O perigo do boi fica ainda mais explícito em uma declaração de Sérgio Cabral (PMDB), o governador decaído do Rio. Ele afirmou no Twitter: "Nada justifica o desaparecimento de uma pessoa que foi checada pelo próprio comandante da UPP como trabalhador". O que Cabral está dizendo? Se Amarildo não fosse um “trabalhador”, o desaparecimento e a possível morte estariam então não só justificados como legitimados?
De fato, é isso que temos testemunhado e com o que temos compactuado quando não protestamos contra os “suspeitos” executados pela polícia em sucessivas e persistentes invasões nas favelas, como aconteceu em junho na Maré, no mesmo Rio de Janeiro. Ou como acontece há décadas, séculos, em todo o Brasil. Sobre isso, escrevi um outro texto, “Também somos o chumbo das balas” (leia aqui). Nas palavras do governador, se Amarildo não fosse um boi/trabalhador, seu sumiço estaria dentro da normalidade. É essa aberração que tem sido a normalidade no Rio – e no Brasil inteiro.
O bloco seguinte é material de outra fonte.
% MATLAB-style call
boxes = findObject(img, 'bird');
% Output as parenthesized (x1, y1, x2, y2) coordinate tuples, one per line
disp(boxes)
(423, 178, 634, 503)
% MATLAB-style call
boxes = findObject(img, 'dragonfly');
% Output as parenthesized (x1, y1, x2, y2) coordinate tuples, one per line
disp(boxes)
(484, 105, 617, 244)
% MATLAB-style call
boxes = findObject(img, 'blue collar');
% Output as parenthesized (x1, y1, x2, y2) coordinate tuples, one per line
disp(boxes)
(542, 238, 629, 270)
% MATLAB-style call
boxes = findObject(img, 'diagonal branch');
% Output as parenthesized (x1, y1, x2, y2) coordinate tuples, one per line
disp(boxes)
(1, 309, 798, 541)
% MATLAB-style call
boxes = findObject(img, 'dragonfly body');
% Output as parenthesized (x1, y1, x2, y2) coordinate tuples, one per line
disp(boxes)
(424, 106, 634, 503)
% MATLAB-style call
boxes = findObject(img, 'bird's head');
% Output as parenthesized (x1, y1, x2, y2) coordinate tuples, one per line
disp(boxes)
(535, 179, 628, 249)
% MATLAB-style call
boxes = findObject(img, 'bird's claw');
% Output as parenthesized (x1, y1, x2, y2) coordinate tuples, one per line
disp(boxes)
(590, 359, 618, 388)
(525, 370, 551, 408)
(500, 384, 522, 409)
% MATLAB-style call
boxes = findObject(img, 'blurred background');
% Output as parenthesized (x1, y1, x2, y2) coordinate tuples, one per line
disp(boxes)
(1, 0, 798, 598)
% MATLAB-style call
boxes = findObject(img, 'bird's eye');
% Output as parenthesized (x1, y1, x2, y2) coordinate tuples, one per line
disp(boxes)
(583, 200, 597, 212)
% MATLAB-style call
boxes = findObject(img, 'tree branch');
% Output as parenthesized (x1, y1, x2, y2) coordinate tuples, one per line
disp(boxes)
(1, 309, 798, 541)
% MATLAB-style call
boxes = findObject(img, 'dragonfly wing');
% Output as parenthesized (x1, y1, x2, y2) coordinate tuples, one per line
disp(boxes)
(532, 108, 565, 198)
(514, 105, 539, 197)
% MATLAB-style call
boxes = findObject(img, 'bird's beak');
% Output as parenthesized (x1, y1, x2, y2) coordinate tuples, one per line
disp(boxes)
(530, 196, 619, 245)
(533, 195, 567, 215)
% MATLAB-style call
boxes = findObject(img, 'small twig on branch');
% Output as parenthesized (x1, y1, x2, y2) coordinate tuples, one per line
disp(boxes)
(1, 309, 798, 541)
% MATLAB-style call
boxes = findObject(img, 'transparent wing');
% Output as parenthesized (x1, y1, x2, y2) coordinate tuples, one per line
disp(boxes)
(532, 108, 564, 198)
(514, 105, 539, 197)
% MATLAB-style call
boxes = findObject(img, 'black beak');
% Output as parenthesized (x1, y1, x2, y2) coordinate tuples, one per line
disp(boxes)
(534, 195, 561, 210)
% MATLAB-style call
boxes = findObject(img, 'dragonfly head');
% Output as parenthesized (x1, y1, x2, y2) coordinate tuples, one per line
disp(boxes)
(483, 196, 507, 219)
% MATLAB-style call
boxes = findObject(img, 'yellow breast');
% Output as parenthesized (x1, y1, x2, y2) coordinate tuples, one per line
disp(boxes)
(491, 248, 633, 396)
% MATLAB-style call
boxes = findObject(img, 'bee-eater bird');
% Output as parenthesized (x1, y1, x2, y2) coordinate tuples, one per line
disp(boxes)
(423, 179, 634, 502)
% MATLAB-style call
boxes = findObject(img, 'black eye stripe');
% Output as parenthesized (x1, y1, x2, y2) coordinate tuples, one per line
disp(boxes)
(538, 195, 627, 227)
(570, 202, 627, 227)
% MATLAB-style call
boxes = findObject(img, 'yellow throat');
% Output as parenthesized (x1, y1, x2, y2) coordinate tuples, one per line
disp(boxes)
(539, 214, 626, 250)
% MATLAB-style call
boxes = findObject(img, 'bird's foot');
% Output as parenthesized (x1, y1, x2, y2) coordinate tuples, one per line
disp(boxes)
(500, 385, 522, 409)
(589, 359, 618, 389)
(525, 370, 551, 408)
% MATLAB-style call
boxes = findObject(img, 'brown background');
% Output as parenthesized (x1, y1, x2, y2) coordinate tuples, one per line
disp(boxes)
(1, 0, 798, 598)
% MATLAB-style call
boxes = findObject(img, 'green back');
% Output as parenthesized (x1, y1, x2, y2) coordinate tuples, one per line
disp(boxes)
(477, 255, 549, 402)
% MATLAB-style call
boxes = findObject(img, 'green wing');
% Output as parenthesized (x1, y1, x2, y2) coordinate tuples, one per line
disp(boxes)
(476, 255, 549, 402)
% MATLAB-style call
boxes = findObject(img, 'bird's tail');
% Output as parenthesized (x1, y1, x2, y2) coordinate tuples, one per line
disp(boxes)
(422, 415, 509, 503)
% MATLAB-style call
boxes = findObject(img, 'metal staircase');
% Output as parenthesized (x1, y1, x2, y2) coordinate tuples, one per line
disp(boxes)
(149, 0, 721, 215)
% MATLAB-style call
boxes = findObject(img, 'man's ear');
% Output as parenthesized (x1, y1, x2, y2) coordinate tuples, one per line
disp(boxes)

É por isso que vale a pena se preocupar com o fato de Amarildo ser visto como boi – não como touro. E se Amarildo fosse “suspeito” ou “traficante” ou “bandido” – e não “trabalhador” – como reagiríamos? Teríamos sido capazes de transformar seu sumiço em denúncia e protesto? Ou preferimos ser rebanho, mesmo quando aparentemente nos rebelamos? Pode ser triste, mas necessário, constatar que, em alguns aspectos, uma parcela dos que protestam contra Cabral é mais semelhante do que diferente do governador decaído e da porção assassina de sua polícia. As questões incômodas têm o mérito de nos fazer a avançar e, quem sabe, nos tornar melhores.
Dito isso, a pergunta se impõe: onde está Amarildo?